What advice would you offer to others interested in developing cross-disciplinary research?
I have worked with a range of different disciplines in my research, and I would say the most important skill to bring is to be willing to question your own practice, knowledge and expertise. We often hold on to the way we have always done things and can be threatened when this is challenged or criticised. Some of my most important experiences, when I have learnt the most, have been when others have held a mirror up to my established practices and challenged me to think in a different way. That is the real contribution of cross-disciplinary collaborations.
What's next on the research horizon for you?
In the Lancet Commission we set out a ‘realistic utopia’, a radical vision of how living, dying, caring and grieving could be better in the future and we make a series of recommendations to support this. Examples of aspects of the realistic utopia exist in practice around the world already. My next research plans are to understand what the core components are of these successful projects and understand how to build on and translate these examples across settings. Understanding the range of influences that determine how people live, die or grieve, I will take a systems approach, building on the use of systems thinking in tackling complex challenges such as obesity or homelessness.

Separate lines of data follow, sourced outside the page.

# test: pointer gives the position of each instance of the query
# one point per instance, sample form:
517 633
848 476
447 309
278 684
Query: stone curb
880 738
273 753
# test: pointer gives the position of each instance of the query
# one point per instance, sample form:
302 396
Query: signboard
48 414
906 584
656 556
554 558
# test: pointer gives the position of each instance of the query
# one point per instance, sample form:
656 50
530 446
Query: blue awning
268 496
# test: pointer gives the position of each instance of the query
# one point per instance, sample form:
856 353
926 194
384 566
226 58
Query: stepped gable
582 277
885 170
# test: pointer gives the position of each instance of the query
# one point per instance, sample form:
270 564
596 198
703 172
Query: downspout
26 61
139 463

If you could make one change in the world today, what would it be?
For death, dying and grieving to be understood as social not medical events. Healthcare services must see dying and grieving as a part of health and wellbeing, not a failure of health and wellbeing. The final sentence of the Lancet Commission on the Value of Death report sums this up well: ‘We conclude with our core contention: death and dying must be recognised as not only normal, but valuable. Care of the dying and grieving must be rebalanced, and we call on people throughout society to respond to this challenge.’